Command line basic usage¶
help as usual is obtained this way:
./speed_shoot --help
it spits out:
usage: speed_shoot [-h] [-c FILE] [-g GEOIP] [-q SILENT] [-cs CACHE_SIZE]
[-d DIAGNOSE [DIAGNOSE ...]] [-in INCLUDE] [--off OFF]
[-x EXCLUDE] [-f OUTPUT_FORMAT] [-lf LOG_FORMAT]
[-lp LOG_PATTERN] [-lpn LOG_PATTERN_NAME]
[-dp DATE_PATTERN] [-o OUTPUT_FILE]
...
Utility for parsing logs in the apache/nginx combined log format
and output a json of various aggregatted metrics of frequentation :
* by Geolocation (quite fuzzy but still);
* by user agent;
* by hour;
* by day;
* by browser;
* by status code
* of url by ip;
* by ip;
* by url;
* and bandwidth by ip;
Example :
=========
from stdin (useful for using zcat)
**********************************
zcat /var/log/apache.log.1.gz | parse_log.py > dat1.json
excluding IPs 192.168/16 and user agent containing Mozilla
**********************************************************
use::
parse_log -o dat2.json -x '{ "ip" : "^192.168", "agent": "Mozill" }' /var/log/apache*.log
Since archery is cool here is a tip for aggregating data::
>>> from archery.barrack import bowyer
>>> from archery.bow import Hankyu
>>> from json import load, dumps
>>> dumps(
bowyer(Hankyu,load(file("dat1.json"))) +
bowyer(Hankyu,load(file("dat2.json")))
)
Hence a usefull trick to merge your old stats with your new one
positional arguments:
files
optional arguments:
-h, --help show this help message and exit
-c FILE, --config FILE
specify a config file in json format for the command
line arguments any command line arguments will disable
values in the config
-g GEOIP, --geoip GEOIP
specify a path to a geoip.dat file
-q SILENT, --silent SILENT
quietly discard errors
-cs CACHE_SIZE, --cache-size CACHE_SIZE
in conjonction with cp=fixed chooses dict size
-d DIAGNOSE [DIAGNOSE ...], --diagnose DIAGNOSE [DIAGNOSE ...]

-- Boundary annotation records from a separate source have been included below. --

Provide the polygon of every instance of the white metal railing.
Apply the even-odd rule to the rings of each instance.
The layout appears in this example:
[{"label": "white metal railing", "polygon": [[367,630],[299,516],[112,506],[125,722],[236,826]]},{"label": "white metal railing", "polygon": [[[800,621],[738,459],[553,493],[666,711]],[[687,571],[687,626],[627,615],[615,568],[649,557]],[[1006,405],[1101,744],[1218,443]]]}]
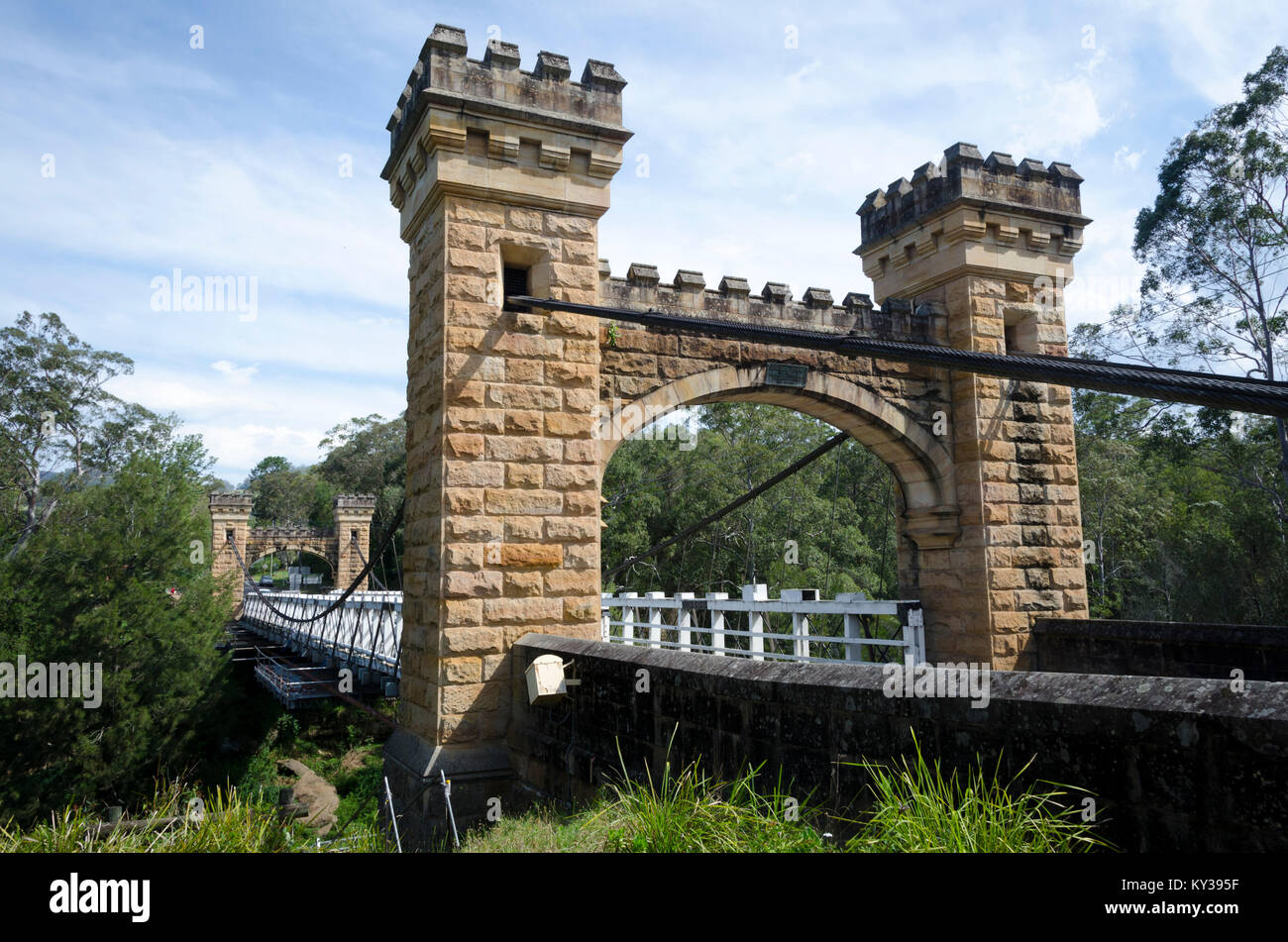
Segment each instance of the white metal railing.
[{"label": "white metal railing", "polygon": [[600,637],[623,645],[820,664],[926,659],[921,602],[876,601],[862,592],[827,600],[817,589],[783,589],[770,598],[757,583],[743,586],[742,598],[605,592],[600,607]]},{"label": "white metal railing", "polygon": [[399,674],[402,592],[354,592],[341,607],[313,622],[292,622],[291,618],[319,614],[340,597],[339,591],[265,595],[267,601],[246,587],[242,622],[301,654],[336,658],[394,677]]}]

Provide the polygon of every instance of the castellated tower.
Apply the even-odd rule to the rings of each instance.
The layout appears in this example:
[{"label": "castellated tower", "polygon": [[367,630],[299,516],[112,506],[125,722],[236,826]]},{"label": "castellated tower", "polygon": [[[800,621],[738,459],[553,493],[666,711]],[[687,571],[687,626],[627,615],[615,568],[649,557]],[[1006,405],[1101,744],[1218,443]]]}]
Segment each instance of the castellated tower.
[{"label": "castellated tower", "polygon": [[[1064,286],[1091,221],[1081,183],[1068,163],[954,144],[942,165],[867,197],[855,254],[877,302],[945,314],[934,342],[1066,355]],[[934,611],[931,660],[1032,669],[1034,616],[1087,616],[1069,390],[947,376],[961,535],[922,544],[900,583],[916,582]]]},{"label": "castellated tower", "polygon": [[591,59],[435,26],[389,120],[381,172],[410,246],[401,730],[385,750],[404,839],[514,785],[511,643],[599,633],[598,323],[506,310],[598,300],[596,221],[621,167],[622,88]]}]

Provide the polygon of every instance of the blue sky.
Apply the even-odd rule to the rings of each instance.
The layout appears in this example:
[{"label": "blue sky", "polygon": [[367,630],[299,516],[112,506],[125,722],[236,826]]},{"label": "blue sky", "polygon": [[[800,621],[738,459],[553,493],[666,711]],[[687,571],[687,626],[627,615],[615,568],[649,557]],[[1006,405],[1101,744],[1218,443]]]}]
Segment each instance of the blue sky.
[{"label": "blue sky", "polygon": [[[407,248],[379,172],[435,22],[474,58],[498,35],[526,69],[549,49],[627,80],[599,233],[617,274],[869,291],[864,194],[967,140],[1086,178],[1072,323],[1135,291],[1168,143],[1288,42],[1282,3],[5,3],[0,317],[53,310],[131,356],[112,390],[176,412],[234,484],[397,414]],[[254,319],[153,310],[174,269],[255,278]]]}]

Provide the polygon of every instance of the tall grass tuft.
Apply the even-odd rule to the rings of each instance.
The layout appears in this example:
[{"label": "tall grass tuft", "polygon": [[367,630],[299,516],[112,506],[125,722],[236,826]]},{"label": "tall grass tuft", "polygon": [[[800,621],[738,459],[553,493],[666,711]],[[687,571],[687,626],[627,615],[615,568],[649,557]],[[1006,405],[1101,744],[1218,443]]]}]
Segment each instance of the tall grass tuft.
[{"label": "tall grass tuft", "polygon": [[[194,802],[193,799],[198,799]],[[383,849],[380,836],[350,829],[344,840],[318,845],[312,831],[283,824],[270,803],[236,788],[205,795],[182,782],[158,784],[142,818],[147,827],[99,829],[99,820],[81,806],[52,813],[27,830],[0,824],[0,853],[283,853],[294,851]],[[174,820],[170,820],[174,818]],[[137,820],[137,818],[135,818]]]},{"label": "tall grass tuft", "polygon": [[939,853],[1048,853],[1110,848],[1064,800],[1069,785],[1037,781],[1018,786],[1029,759],[1002,782],[1001,758],[992,776],[981,766],[944,776],[939,759],[927,763],[913,736],[916,759],[848,763],[868,770],[876,803],[848,851]]},{"label": "tall grass tuft", "polygon": [[[786,794],[779,781],[757,790],[760,767],[729,782],[711,779],[697,762],[662,781],[622,777],[581,821],[599,836],[600,849],[644,853],[790,853],[832,849],[811,825],[815,812]],[[808,800],[808,799],[806,799]]]}]

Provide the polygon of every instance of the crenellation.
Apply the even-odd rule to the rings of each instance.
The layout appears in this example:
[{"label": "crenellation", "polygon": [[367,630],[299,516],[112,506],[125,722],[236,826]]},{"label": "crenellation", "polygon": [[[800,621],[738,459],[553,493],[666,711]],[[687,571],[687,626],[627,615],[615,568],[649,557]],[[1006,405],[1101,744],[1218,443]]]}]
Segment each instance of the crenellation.
[{"label": "crenellation", "polygon": [[976,206],[988,202],[999,211],[1010,206],[1081,232],[1090,221],[1082,216],[1081,183],[1082,178],[1068,163],[1043,166],[1033,158],[1016,163],[1011,154],[997,151],[985,160],[974,144],[953,144],[944,151],[939,165],[917,167],[911,183],[900,178],[884,192],[868,194],[858,210],[862,248],[931,221],[931,216],[956,201]]},{"label": "crenellation", "polygon": [[532,77],[538,81],[565,82],[572,76],[572,67],[567,55],[547,53],[542,49],[537,53],[537,67],[532,71]]},{"label": "crenellation", "polygon": [[926,304],[917,305],[913,311],[907,301],[889,299],[885,310],[876,310],[869,295],[850,291],[837,305],[829,290],[818,287],[808,288],[801,300],[795,301],[791,288],[781,282],[766,282],[764,290],[752,296],[746,278],[724,275],[716,288],[708,288],[702,273],[690,269],[679,269],[670,284],[662,284],[656,265],[632,263],[625,278],[614,278],[607,260],[599,261],[599,302],[608,308],[917,342],[931,341],[935,336],[936,311]]},{"label": "crenellation", "polygon": [[[572,135],[590,134],[617,143],[630,138],[630,133],[621,127],[621,95],[626,80],[612,63],[589,59],[581,81],[572,82],[568,58],[558,53],[542,50],[537,55],[535,69],[524,72],[520,68],[519,48],[513,42],[489,39],[482,59],[468,58],[468,51],[465,31],[443,23],[434,27],[434,32],[421,46],[416,64],[385,125],[390,135],[389,160],[380,175],[390,183],[397,199],[406,198],[437,148],[465,148],[461,115],[444,115],[437,122],[428,122],[429,126],[412,140],[412,131],[421,124],[426,108],[434,104],[451,111],[453,102],[465,99],[471,109],[504,120],[522,120],[524,112],[535,111],[547,120],[551,129],[567,129]],[[493,129],[479,130],[496,136]],[[542,151],[549,151],[541,154],[541,166],[550,170],[565,170],[569,166],[572,148],[568,142],[560,142],[558,134],[551,136],[547,133],[542,135],[541,143]],[[507,140],[489,142],[493,157],[511,162],[516,148],[516,139],[513,145]],[[589,176],[609,179],[621,166],[614,153],[585,147],[581,149],[586,153],[583,163]],[[401,167],[404,156],[410,163],[407,172]]]},{"label": "crenellation", "polygon": [[742,297],[746,299],[751,295],[751,284],[746,278],[738,278],[737,275],[725,275],[720,279],[720,293],[724,297]]},{"label": "crenellation", "polygon": [[487,51],[483,53],[483,66],[486,68],[518,68],[519,46],[514,42],[489,39],[487,41]]}]

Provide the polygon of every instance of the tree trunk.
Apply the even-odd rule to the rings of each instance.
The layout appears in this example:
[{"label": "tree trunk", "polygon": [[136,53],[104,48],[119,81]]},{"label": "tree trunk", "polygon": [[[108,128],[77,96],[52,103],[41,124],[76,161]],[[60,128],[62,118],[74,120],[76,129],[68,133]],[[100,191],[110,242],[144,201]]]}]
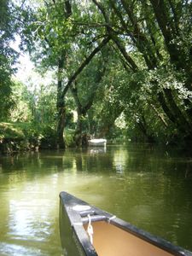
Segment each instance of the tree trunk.
[{"label": "tree trunk", "polygon": [[57,145],[59,148],[61,149],[66,148],[66,143],[63,137],[65,119],[66,119],[66,108],[65,106],[62,106],[60,107],[58,109],[58,122],[57,122]]},{"label": "tree trunk", "polygon": [[59,58],[58,62],[58,76],[57,76],[57,129],[56,129],[56,141],[59,148],[65,149],[66,143],[63,137],[65,118],[66,118],[66,106],[62,94],[62,71],[64,68],[65,53],[62,53]]}]

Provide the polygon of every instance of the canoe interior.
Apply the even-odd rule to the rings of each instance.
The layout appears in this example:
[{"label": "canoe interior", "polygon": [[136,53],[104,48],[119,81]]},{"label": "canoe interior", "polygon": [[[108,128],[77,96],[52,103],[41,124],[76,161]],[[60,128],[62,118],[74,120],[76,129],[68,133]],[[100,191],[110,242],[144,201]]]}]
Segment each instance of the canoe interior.
[{"label": "canoe interior", "polygon": [[93,246],[99,256],[173,255],[104,221],[92,223],[92,226]]},{"label": "canoe interior", "polygon": [[[60,236],[64,256],[192,256],[191,252],[139,230],[67,192],[61,192],[60,199]],[[90,218],[93,245],[86,232]]]}]

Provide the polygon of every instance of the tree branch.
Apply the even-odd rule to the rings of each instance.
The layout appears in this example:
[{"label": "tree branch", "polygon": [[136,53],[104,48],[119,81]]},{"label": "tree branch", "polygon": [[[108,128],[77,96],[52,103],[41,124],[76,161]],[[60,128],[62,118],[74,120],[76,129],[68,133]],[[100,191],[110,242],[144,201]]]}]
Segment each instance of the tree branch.
[{"label": "tree branch", "polygon": [[110,38],[108,37],[102,40],[102,42],[90,53],[90,55],[83,61],[83,63],[80,65],[80,67],[75,71],[75,73],[70,77],[67,84],[64,87],[64,90],[61,94],[61,97],[64,98],[65,95],[67,94],[68,89],[73,83],[73,81],[76,79],[78,75],[84,70],[84,68],[90,62],[92,58],[99,52],[102,48],[106,45],[108,41],[110,40]]}]

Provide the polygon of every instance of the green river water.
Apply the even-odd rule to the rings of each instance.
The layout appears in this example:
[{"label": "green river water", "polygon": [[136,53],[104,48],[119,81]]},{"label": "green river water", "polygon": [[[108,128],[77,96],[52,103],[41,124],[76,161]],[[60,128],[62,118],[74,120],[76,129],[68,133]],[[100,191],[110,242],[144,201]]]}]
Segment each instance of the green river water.
[{"label": "green river water", "polygon": [[62,255],[66,190],[192,251],[192,158],[147,145],[0,158],[0,255]]}]

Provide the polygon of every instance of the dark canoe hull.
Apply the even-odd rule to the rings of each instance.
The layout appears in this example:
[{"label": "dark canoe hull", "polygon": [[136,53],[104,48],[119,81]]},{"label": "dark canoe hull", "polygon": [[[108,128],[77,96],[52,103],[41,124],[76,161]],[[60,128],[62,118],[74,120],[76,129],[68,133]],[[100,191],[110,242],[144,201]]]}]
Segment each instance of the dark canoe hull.
[{"label": "dark canoe hull", "polygon": [[[90,219],[94,246],[86,231]],[[60,235],[64,255],[67,256],[192,256],[191,252],[66,192],[60,194]]]}]

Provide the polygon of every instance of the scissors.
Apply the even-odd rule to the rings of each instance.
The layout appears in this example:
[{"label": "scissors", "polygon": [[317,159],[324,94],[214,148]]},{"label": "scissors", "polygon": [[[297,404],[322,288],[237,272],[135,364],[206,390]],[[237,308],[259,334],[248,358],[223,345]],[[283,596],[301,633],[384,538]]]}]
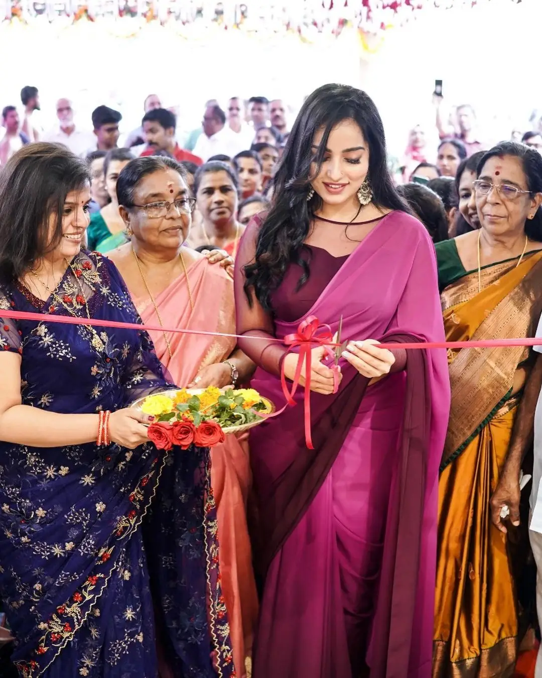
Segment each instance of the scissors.
[{"label": "scissors", "polygon": [[339,359],[343,355],[343,351],[346,348],[346,344],[348,343],[348,341],[344,341],[341,343],[341,335],[343,331],[343,317],[341,316],[341,319],[339,321],[339,329],[337,330],[337,339],[336,342],[339,345],[335,347],[335,365],[339,365]]}]

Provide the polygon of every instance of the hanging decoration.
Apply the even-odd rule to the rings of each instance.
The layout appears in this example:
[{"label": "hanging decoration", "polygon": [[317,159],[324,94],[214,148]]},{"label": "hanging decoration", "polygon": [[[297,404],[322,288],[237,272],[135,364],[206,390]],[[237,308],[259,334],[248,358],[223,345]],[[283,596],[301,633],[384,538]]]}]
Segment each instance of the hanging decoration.
[{"label": "hanging decoration", "polygon": [[[358,31],[362,52],[378,51],[383,34],[390,28],[415,20],[421,12],[430,10],[472,8],[497,0],[117,0],[112,5],[104,0],[55,2],[47,10],[47,18],[72,22],[106,19],[136,22],[137,33],[142,25],[170,25],[178,34],[190,39],[211,31],[241,31],[265,37],[290,33],[308,42],[339,37],[344,31]],[[509,0],[519,4],[521,0]],[[44,3],[12,0],[2,3],[9,16],[0,21],[28,22],[45,12]],[[119,28],[126,35],[127,28]],[[370,37],[377,35],[377,41]]]}]

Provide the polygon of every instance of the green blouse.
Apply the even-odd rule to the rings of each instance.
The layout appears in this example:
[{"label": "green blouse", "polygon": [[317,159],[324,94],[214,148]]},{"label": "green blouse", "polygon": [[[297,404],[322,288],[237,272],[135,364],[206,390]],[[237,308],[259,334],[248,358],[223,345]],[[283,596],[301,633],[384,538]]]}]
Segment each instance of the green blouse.
[{"label": "green blouse", "polygon": [[110,231],[100,212],[91,216],[90,224],[87,228],[87,243],[91,252],[105,254],[127,241],[128,239],[124,231],[121,231],[118,233]]}]

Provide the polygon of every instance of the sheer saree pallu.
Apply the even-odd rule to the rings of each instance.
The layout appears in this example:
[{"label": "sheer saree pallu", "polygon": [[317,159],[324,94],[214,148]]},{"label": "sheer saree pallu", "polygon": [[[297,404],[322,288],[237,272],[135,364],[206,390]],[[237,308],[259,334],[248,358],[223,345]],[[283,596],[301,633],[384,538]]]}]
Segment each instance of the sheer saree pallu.
[{"label": "sheer saree pallu", "polygon": [[[464,276],[442,294],[449,341],[533,336],[542,253]],[[524,346],[449,351],[452,405],[439,481],[434,678],[512,676],[516,595],[507,538],[489,501],[512,436]]]},{"label": "sheer saree pallu", "polygon": [[[186,281],[181,276],[158,295],[157,305],[166,325],[201,330],[216,336],[151,332],[157,353],[180,387],[191,383],[203,367],[226,360],[236,339],[233,281],[220,266],[202,258],[188,268],[194,308],[190,308]],[[134,302],[144,323],[159,324],[148,298]],[[217,505],[219,560],[222,592],[228,609],[230,634],[238,678],[245,675],[245,658],[252,650],[257,616],[257,594],[252,570],[252,551],[247,527],[247,500],[251,484],[246,435],[232,435],[211,450],[211,482]],[[161,511],[173,510],[163,506]],[[163,517],[165,519],[165,515]],[[171,525],[173,522],[171,521]],[[169,595],[167,593],[167,595]]]},{"label": "sheer saree pallu", "polygon": [[[315,315],[333,332],[342,316],[344,338],[442,340],[435,277],[423,227],[390,214],[303,318],[276,319],[276,336]],[[343,362],[336,395],[311,394],[314,450],[301,394],[298,407],[251,431],[265,578],[254,678],[359,678],[366,664],[371,678],[430,675],[449,386],[443,351],[408,353],[406,375],[367,388]],[[253,384],[283,401],[277,376],[260,369]]]}]

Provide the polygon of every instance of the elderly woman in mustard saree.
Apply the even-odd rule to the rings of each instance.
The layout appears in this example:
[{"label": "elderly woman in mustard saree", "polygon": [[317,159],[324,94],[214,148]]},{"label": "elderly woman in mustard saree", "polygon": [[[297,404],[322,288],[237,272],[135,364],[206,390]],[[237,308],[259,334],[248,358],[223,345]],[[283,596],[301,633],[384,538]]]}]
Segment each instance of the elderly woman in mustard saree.
[{"label": "elderly woman in mustard saree", "polygon": [[[542,157],[503,142],[480,161],[481,228],[436,245],[449,341],[532,336],[542,307]],[[518,643],[507,536],[490,500],[530,367],[522,346],[449,352],[439,481],[433,678],[512,676]]]}]

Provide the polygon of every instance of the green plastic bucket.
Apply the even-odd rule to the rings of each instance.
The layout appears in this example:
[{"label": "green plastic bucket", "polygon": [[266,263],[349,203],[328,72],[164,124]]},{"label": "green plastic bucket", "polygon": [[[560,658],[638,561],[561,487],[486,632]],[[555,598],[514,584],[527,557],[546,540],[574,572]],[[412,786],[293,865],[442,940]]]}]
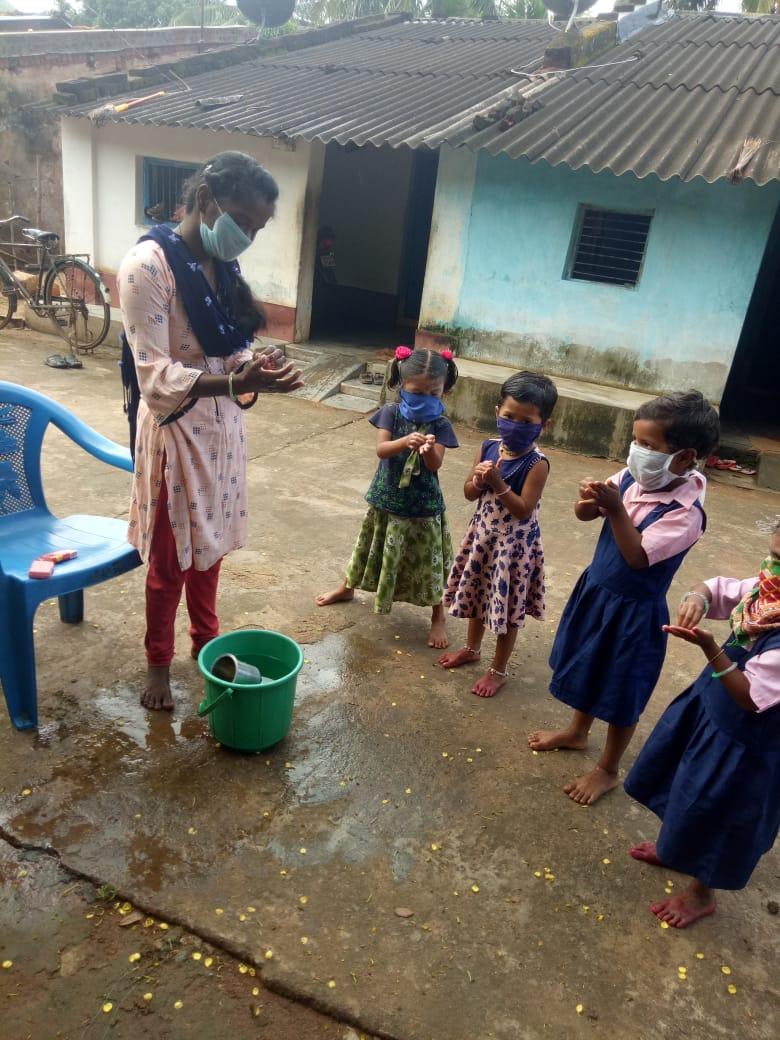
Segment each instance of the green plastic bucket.
[{"label": "green plastic bucket", "polygon": [[[231,685],[211,672],[225,653],[254,665],[261,683]],[[287,735],[292,722],[297,673],[304,654],[297,643],[281,632],[242,628],[217,635],[198,655],[206,681],[206,696],[198,708],[208,716],[215,740],[237,751],[263,751]]]}]

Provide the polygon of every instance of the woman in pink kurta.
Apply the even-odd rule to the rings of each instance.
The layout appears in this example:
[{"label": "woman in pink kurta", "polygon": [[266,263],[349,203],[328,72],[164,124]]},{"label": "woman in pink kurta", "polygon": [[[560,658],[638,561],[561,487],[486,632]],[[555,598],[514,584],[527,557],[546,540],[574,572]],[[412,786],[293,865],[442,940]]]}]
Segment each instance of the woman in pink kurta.
[{"label": "woman in pink kurta", "polygon": [[223,152],[185,185],[185,215],[153,228],[118,276],[140,390],[129,540],[149,563],[148,708],[174,707],[174,626],[186,591],[192,655],[218,634],[223,556],[246,536],[242,410],[300,385],[279,352],[253,355],[262,315],[236,257],[274,215],[278,188],[253,158]]}]

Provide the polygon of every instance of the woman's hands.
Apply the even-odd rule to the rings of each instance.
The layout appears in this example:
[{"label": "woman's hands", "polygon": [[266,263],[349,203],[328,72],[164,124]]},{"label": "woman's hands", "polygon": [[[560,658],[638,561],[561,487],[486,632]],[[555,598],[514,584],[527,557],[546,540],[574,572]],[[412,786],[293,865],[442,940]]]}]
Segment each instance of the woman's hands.
[{"label": "woman's hands", "polygon": [[233,378],[237,394],[290,393],[303,385],[301,370],[291,361],[286,361],[280,349],[272,346],[258,350],[252,361]]}]

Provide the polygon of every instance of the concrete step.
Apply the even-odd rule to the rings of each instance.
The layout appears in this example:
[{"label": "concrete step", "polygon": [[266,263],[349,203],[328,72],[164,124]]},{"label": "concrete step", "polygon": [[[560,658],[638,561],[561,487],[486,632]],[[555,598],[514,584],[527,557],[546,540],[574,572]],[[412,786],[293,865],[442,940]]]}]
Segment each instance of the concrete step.
[{"label": "concrete step", "polygon": [[345,380],[341,384],[341,393],[350,397],[365,397],[379,405],[382,399],[382,387],[370,383],[362,383],[360,380]]},{"label": "concrete step", "polygon": [[361,415],[367,415],[376,410],[376,401],[368,400],[366,397],[355,397],[347,393],[332,394],[330,397],[326,397],[321,404],[329,408],[340,408],[345,412],[359,412]]},{"label": "concrete step", "polygon": [[285,343],[282,349],[285,357],[289,358],[290,361],[297,361],[300,364],[311,364],[322,357],[319,350],[313,350],[309,346],[301,346],[297,343]]},{"label": "concrete step", "polygon": [[306,386],[293,392],[305,400],[324,400],[339,392],[341,384],[357,375],[363,366],[355,358],[323,354],[306,367]]}]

diagnose list of space separated arguments :
**rejected** : will print on STDERR rejected parsed
line, **match** : will print on stderr data filtered
out
-in INCLUDE, --include INCLUDE
include from extracted data with a json (string or
filename) in the form { "field" : "pattern" }
--off OFF turn off plugins : geo_ip to skip geoip, user_agent to
turn httpagentparser off
-x EXCLUDE, --exclude EXCLUDE
exclude from extracted data with a json (string or
filename) in the form { "field" : "pattern" }
-f OUTPUT_FORMAT, --output-format OUTPUT_FORMAT
decide if output is in a specified formater amongst :
csv, json
-lf LOG_FORMAT, --log-format LOG_FORMAT
log format amongst apache_log_combined, lighttpd
-lp LOG_PATTERN, --log-pattern LOG_PATTERN
add a custom named regexp for parsing log lines
-lpn LOG_PATTERN_NAME, --log-pattern-name LOG_PATTERN_NAME
the name with witch you want to register the pattern
-dp DATE_PATTERN, --date-pattern DATE_PATTERN
add a custom date format, usefull if and only if using
a custom log_pattern and date pattern differs from
apache.
-o OUTPUT_FILE, --output-file OUTPUT_FILE
output file
A commented jumbo command line example¶
The following command line:
./speed_shoot -g data/GeoIP.dat -lf lighttpd -x '{ "datetime" : "^01/May", "uri" : "(.*munin|.*(png|jpg))$"}' -d rejected -d match -i '{ "_country" : "(DE|GB)" }' *log yahi/test/biggersample.log
does:
- locate geoIP g file in data/GeoIP.dat;
- set log format lf to lighttpd;
- exclude (x) any match of either
- an uri containing munin or ending by jpg or png
- May the first;
- include (i) all match containing
- any IP which has been geoloclaized,
- any non authentified user;
- will diagnose (d) (thus print on stderr) any lines that would not match
the log format regexp or any lines rejected by -x and -i
for all the given log files.
Using a config file¶
Well, not impressive:
./speed_shoot -c config.json
If any option is specified in the config file it will override those setted in the command line.
Here is a sample of a config file:
{
"exclude" : {
"uri" : ".*munin.*",
"referer" : ".*(munin|php).*"
},
"include" : { "datetime" : "^04" },
"silent" : "False",
"files" : [ "yahi/test/biggersample.log" ]
}
Easter eggs or bad idea¶
The following options -x -i -c can either take a string or a filename, which makes debugging of badly formatted json a pain.